Taking a Closer Look at Kon-Tiki

person fishing off a raft at sea with two sails in moody stormy skies

Thor Heyerdahl was a Norwegian adventurer and ethnographer with a background in zoology, botany and geography. Heyerdahl is notable for his Kon-Tiki expedition on April 28th, 1947, in which he sailed 8,000 km across the Pacific Ocean in a hand-built raft from South America to the Tuamotu Islands.

So much has already been written about Thor Heyerdahl, the Norwegian scientist who at 33-years-old, led an expedition across the Pacific Ocean aboard a small raft. Heyerdahl and five others sailed a balsawood raft christened Kon-Tiki from Callao, Peru, to Raroia Island in the Tuamotu Archipelago, a voyage that lasted 101 days at sea.

man climbing the mast of the main sail on a raft

Thor Heyerdahl in the mast of the Kon-Tiki raft, 1947.

For over 4,300 miles the raft floated in a westward current, with only a wireless radio for communication with the outside world.

What you don’t read about nearly so much in all the newspaper accounts is the background about the name Kon-Tiki and the people whom Heyerdahl was trying to emulate with his 20th-century journey.

About two months after Heyerdahl made his landing in the Tuamotus, he and his raft had returned to San Francisco via the Norwegian vessel Thor I. An account from that time described the “followers of Tiki” from 1,500 years ago as the South Americans who inspired Heyerdahl to undertake the raft expedition. The name Kon-Tiki was attributed to the Inca sun god, Viracocha, and it was hypothesized that the “followers” had undertaken similar voyages by raft westward, using the same methods employed by Heyerdahl. Other sources identified Viracocha as a Peruvian chief who had sailed west into the sunset—hence the raft’s name.

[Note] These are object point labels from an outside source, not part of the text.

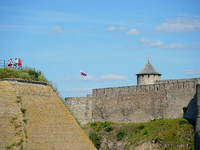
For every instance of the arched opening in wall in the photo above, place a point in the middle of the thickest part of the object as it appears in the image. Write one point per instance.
(185, 110)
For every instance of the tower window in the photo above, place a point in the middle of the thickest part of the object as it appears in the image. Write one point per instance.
(185, 110)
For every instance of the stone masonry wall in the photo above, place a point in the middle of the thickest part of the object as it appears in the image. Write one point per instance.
(81, 107)
(197, 128)
(173, 99)
(33, 117)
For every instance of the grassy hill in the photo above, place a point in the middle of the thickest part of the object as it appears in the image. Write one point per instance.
(165, 134)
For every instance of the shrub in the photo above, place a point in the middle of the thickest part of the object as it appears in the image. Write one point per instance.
(141, 126)
(106, 123)
(96, 139)
(145, 132)
(25, 120)
(120, 135)
(23, 110)
(108, 129)
(93, 124)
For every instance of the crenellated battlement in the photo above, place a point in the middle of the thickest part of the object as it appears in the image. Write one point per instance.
(159, 85)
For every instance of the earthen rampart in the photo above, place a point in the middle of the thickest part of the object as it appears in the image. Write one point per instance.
(32, 116)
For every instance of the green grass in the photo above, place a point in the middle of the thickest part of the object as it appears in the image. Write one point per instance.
(167, 133)
(25, 73)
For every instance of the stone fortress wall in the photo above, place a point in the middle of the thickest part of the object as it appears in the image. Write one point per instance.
(32, 116)
(141, 103)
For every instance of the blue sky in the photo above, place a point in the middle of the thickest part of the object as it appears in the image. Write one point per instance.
(109, 40)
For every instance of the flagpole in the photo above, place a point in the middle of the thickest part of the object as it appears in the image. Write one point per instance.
(80, 84)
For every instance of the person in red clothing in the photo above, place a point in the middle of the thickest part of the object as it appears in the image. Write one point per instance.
(19, 63)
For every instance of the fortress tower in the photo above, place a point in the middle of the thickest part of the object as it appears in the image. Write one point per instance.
(148, 75)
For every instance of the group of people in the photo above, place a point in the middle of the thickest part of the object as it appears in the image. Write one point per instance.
(16, 65)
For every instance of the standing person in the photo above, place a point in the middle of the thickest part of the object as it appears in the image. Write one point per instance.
(19, 63)
(10, 62)
(15, 63)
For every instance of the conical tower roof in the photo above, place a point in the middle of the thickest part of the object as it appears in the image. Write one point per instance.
(148, 69)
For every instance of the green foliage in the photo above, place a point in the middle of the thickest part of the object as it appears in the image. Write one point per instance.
(25, 120)
(25, 73)
(96, 139)
(167, 133)
(23, 110)
(108, 129)
(9, 147)
(120, 135)
(93, 124)
(106, 123)
(20, 142)
(141, 126)
(183, 121)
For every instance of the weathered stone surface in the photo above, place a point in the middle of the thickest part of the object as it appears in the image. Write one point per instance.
(141, 103)
(49, 124)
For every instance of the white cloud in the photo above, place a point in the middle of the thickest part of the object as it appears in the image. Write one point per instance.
(121, 28)
(190, 72)
(120, 47)
(89, 27)
(156, 43)
(175, 46)
(179, 25)
(57, 30)
(111, 28)
(133, 32)
(144, 40)
(104, 78)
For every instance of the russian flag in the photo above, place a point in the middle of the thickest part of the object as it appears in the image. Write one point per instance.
(83, 73)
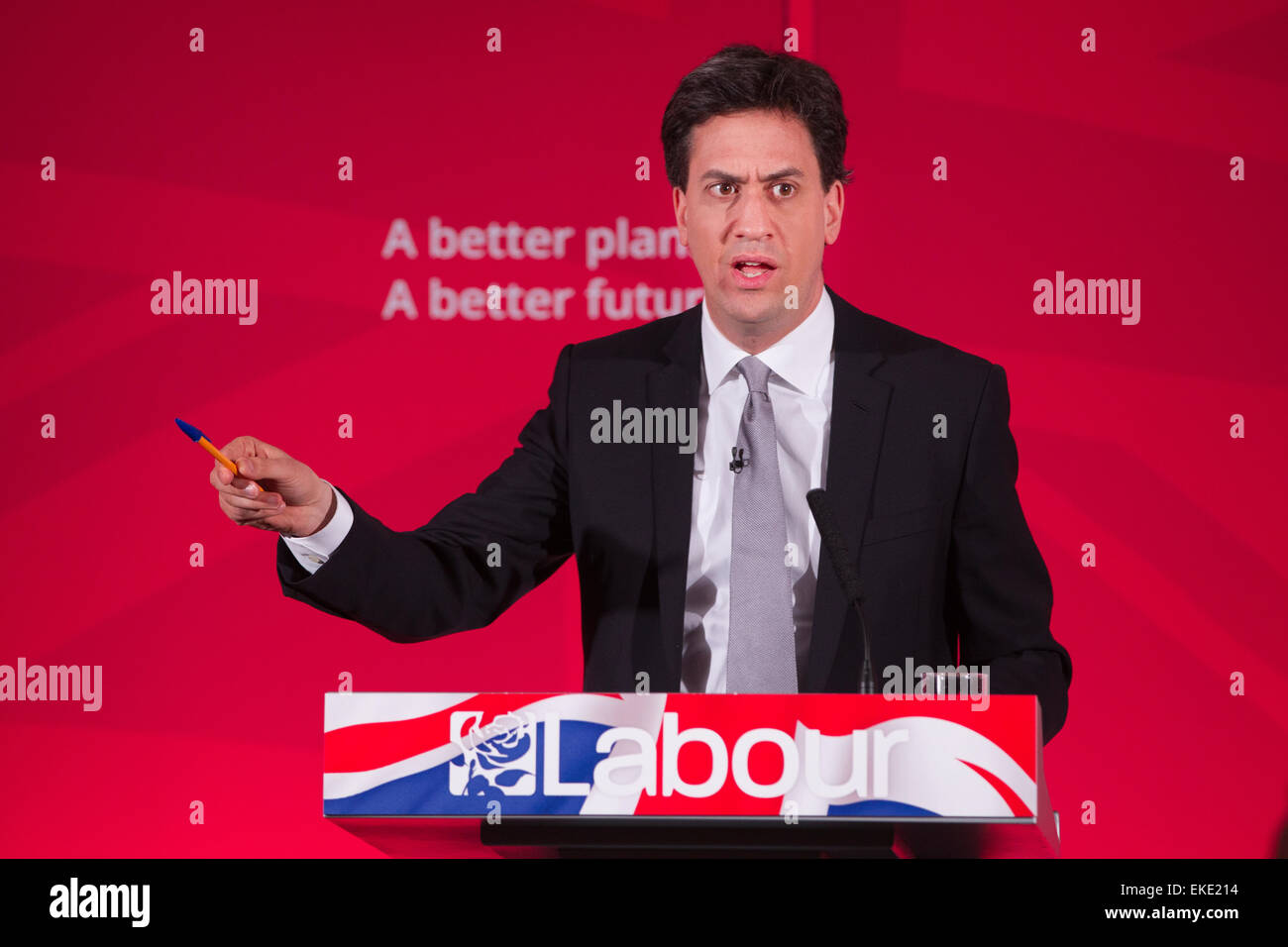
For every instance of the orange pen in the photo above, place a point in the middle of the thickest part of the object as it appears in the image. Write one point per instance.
(214, 451)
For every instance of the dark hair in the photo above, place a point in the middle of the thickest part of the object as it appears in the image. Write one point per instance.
(742, 77)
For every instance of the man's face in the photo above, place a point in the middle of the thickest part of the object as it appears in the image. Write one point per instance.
(755, 189)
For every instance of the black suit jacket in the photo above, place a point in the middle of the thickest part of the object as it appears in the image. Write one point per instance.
(944, 552)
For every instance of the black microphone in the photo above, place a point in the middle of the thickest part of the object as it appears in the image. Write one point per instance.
(829, 531)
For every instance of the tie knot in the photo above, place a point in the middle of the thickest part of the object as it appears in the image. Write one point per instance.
(756, 373)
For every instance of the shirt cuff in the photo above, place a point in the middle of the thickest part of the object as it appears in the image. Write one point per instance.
(312, 552)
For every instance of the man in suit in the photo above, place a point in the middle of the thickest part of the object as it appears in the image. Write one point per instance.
(699, 565)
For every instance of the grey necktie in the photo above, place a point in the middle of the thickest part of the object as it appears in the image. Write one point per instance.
(761, 634)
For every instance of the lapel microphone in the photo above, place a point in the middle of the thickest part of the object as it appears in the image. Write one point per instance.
(845, 569)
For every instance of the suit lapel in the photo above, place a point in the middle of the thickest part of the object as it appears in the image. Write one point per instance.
(677, 384)
(854, 445)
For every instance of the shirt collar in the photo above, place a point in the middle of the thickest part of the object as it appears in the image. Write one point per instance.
(799, 359)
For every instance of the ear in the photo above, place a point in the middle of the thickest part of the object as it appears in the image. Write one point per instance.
(833, 205)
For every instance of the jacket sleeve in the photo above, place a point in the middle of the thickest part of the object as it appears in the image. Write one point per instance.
(472, 561)
(999, 594)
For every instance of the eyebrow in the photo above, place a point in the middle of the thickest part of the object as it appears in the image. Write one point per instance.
(716, 174)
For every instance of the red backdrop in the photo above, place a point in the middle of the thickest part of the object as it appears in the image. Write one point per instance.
(223, 163)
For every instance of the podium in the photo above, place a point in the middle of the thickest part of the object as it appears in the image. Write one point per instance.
(690, 775)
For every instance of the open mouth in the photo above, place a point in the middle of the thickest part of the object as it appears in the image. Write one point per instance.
(752, 273)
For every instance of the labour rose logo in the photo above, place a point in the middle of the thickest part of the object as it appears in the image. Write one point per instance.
(497, 759)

three men pulling in a line while on a raft

Abdullah Djibrine, Thor Heyerdahl, and Yuri Senkevitch trying to save the oar on the Ra expedition in 1969.

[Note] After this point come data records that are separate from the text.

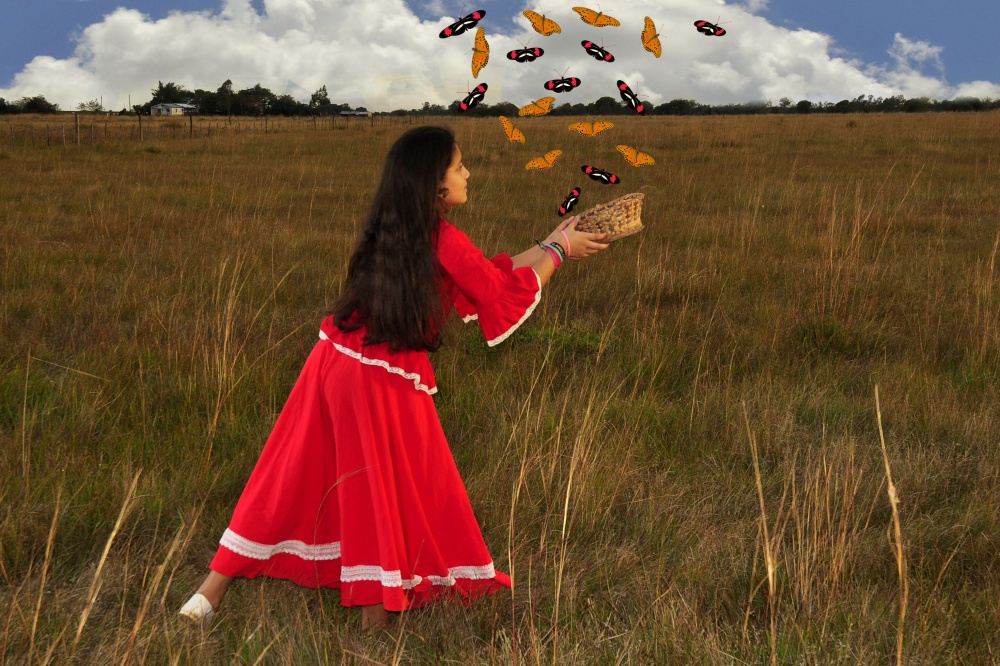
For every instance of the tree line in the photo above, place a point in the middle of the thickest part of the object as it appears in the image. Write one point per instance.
(259, 101)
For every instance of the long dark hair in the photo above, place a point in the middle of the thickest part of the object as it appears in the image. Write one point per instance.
(392, 278)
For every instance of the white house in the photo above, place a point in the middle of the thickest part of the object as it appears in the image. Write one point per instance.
(172, 109)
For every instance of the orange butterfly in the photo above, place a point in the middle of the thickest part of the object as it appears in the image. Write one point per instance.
(541, 24)
(545, 161)
(480, 53)
(537, 108)
(597, 19)
(591, 129)
(651, 38)
(634, 157)
(513, 134)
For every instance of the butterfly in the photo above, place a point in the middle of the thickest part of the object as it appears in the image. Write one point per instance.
(595, 18)
(525, 54)
(570, 201)
(596, 51)
(634, 157)
(651, 38)
(630, 97)
(480, 53)
(545, 161)
(592, 129)
(537, 108)
(474, 97)
(513, 134)
(562, 85)
(463, 24)
(541, 24)
(601, 176)
(709, 29)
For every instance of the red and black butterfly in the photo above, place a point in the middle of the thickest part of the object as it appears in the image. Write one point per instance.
(601, 176)
(474, 97)
(570, 201)
(525, 54)
(710, 29)
(630, 97)
(463, 24)
(562, 84)
(598, 52)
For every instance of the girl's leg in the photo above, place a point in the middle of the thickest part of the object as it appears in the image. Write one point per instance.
(214, 588)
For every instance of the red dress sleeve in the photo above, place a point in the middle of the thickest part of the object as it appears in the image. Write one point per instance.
(495, 293)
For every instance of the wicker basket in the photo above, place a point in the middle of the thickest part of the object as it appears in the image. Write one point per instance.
(619, 217)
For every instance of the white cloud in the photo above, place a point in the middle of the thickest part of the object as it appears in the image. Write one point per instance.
(756, 6)
(379, 54)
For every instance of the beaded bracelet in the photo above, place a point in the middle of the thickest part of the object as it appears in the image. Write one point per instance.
(559, 249)
(554, 251)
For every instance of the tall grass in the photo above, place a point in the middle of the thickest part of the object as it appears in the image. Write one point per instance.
(680, 456)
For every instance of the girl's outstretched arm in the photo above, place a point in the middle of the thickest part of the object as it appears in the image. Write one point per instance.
(580, 245)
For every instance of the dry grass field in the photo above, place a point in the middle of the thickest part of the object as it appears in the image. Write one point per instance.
(764, 430)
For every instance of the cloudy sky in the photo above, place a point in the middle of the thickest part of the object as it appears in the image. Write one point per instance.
(386, 54)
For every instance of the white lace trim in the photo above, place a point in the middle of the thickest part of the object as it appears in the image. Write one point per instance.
(353, 574)
(412, 376)
(394, 578)
(262, 551)
(538, 295)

Were these “followers” in fact people of the Inca empire, which at one time flourished in South America? Was their motivation for “going west” via rafts a pursuit of the sun god, as the deity travelled across the sky and set in the west, disappearing over the far horizon of the Pacific Ocean? Both the reporting of the time and Heyerdahl’s own book about the expedition could have better explored these questions.

Heyerdahl’s expedition was an outstanding feat. For over 4,300 miles the raft floated in a westward current, with only a wireless radio for communication with the outside world. The day after it left Callao was the last time the crew met any ship during the entire three months it took to reach the Tuamotus. During a four-day storm towards the end of the journey, lines designed to control the centerboards had broken, leaving the raft susceptible to strong cross-currents. (The lines could not be repaired, either, since the raft was constantly followed by sharks.) Three days were spent trying to get around the low coral reef at Raroia, only to have the 5-foot waves finally dash the raft on the reef, 600 yards from shore.

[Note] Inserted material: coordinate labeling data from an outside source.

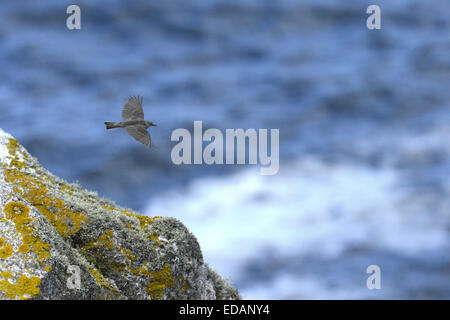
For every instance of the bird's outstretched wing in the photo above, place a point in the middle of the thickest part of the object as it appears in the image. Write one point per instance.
(132, 110)
(140, 133)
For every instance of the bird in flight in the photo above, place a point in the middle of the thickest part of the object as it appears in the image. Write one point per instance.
(133, 121)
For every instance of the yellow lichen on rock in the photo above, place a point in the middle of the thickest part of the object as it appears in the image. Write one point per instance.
(25, 287)
(18, 213)
(36, 192)
(159, 281)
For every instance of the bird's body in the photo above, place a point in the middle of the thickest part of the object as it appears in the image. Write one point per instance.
(133, 121)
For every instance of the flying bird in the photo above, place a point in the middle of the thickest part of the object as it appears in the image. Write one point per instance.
(133, 121)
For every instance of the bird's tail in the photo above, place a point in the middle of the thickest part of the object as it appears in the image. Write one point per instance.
(111, 125)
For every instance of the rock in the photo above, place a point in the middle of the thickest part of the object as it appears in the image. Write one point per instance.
(59, 241)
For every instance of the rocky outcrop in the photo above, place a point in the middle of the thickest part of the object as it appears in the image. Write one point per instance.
(59, 241)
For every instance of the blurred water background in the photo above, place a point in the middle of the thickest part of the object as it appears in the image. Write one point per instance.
(364, 119)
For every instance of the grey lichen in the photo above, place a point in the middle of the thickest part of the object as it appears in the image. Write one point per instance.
(48, 226)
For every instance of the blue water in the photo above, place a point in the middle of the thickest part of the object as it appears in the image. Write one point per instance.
(363, 117)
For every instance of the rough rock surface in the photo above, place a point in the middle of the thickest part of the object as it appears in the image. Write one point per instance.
(59, 241)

man in white shorts standing next to a moa statue on easter island

Thor Heyerdahl in Rano Raraku, Easter Island (Rapa Nui), looking at one of the moai-statues, 1955.

Other details about the Kon-Tiki voyage were likewise downplayed or insufficiently covered, leaving them lost amid the worldwide clamor that followed the completion of the voyage. On August 18, after they were among the Polynesian people, Heyerdahl reported to the world that he and his crewmates had treated “a six-year-old boy with a head injury”. After four days, the boy had shown much improvement, and a “great folk dance” was held in their honor.

As fate would have it, this was a young life probably saved, and an overlooked accomplishment to the credit of Kon-Tiki and her crew.

man in blue shirt standing on the deck of a boat under a number of flags hanging on a line

Thor Heyerdahl steering the reed-ship Tigris, 1977.